As you become more conditioned, add in a “bike/run” brick with a practice transition in between. For example: bike 8 miles, get off the bike while it is moving slowly, park it and drop your helmet, and set off to run in about 30 seconds, and run about 1 to 2 miles (to your ability) at about 70% effort. These bike/run “bricks” get your body ready for race day, and get you used to the first mile of the run with “lead legs”.

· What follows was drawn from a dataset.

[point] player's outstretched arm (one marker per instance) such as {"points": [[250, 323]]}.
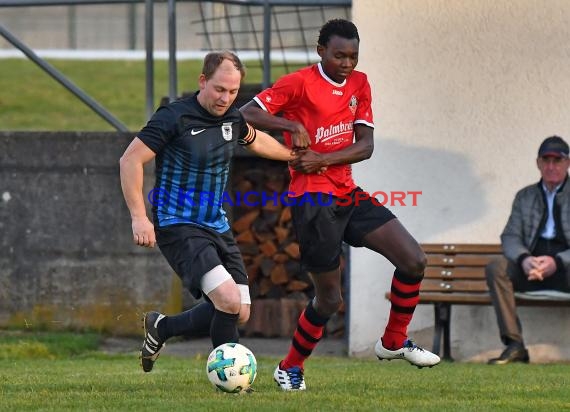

The Run for a sprint distance tri is a 5K (3.1 miles) and is mentally challenging after the swim and bike legs. You will want to start off slow and do a “negative split” (the second half of your 5K should be faster than the first half). I recommend running a 5K (or two miles if you aren’t up to a 5K) mid-week at 80% effort. This level of effort prepares you for race day and increases your lactate threshold. You should try to keep a high cadence here also with 3 strides per second which prevents “over striding.” Taking long strides increases the risk of hamstring injuries. All of your training runs should be slow at first and pick up speed as your muscles warm up. If you run at a brisk pace during practice (called a tempo run), then you can run at a brisk pace in the race. Your weekend run should be longer and slower, perhaps five miles or so at whatever pace you can sustain comfortably (do three if you can’t do five). Your effort is at 60-70% and you should not be “out of breath” during this run as you were with the tempo run. This builds endurance and conditioning.
Optimally you are swimming twice a week, biking twice a week, running twice a week, and training for roughly 4 hours per week total. The triathletes who place at local events are likely training 8 to 10 hours per week and may have been doing triahlon for years. Of course all of you work, and you will approach this amount of training as time and family obligations dictate. You can finish the race and do fairly well with only one session of each discipline per week if this is what your life allows.
Make sure you get some good running shoes from a local running store where they have staff to fit you properly. This article is about the correct fit for you.
The top picture above is my $259 Amazon.com purchase. It is an entry level aluminum road bike. The bottom two pictures are a recent purchase from eBay. A 2008 Kestrel Airfoil Pro triathlon bike. I was lucky enough to get this gem and added Speedplay pedals and the red Michelin Pro Race wheels.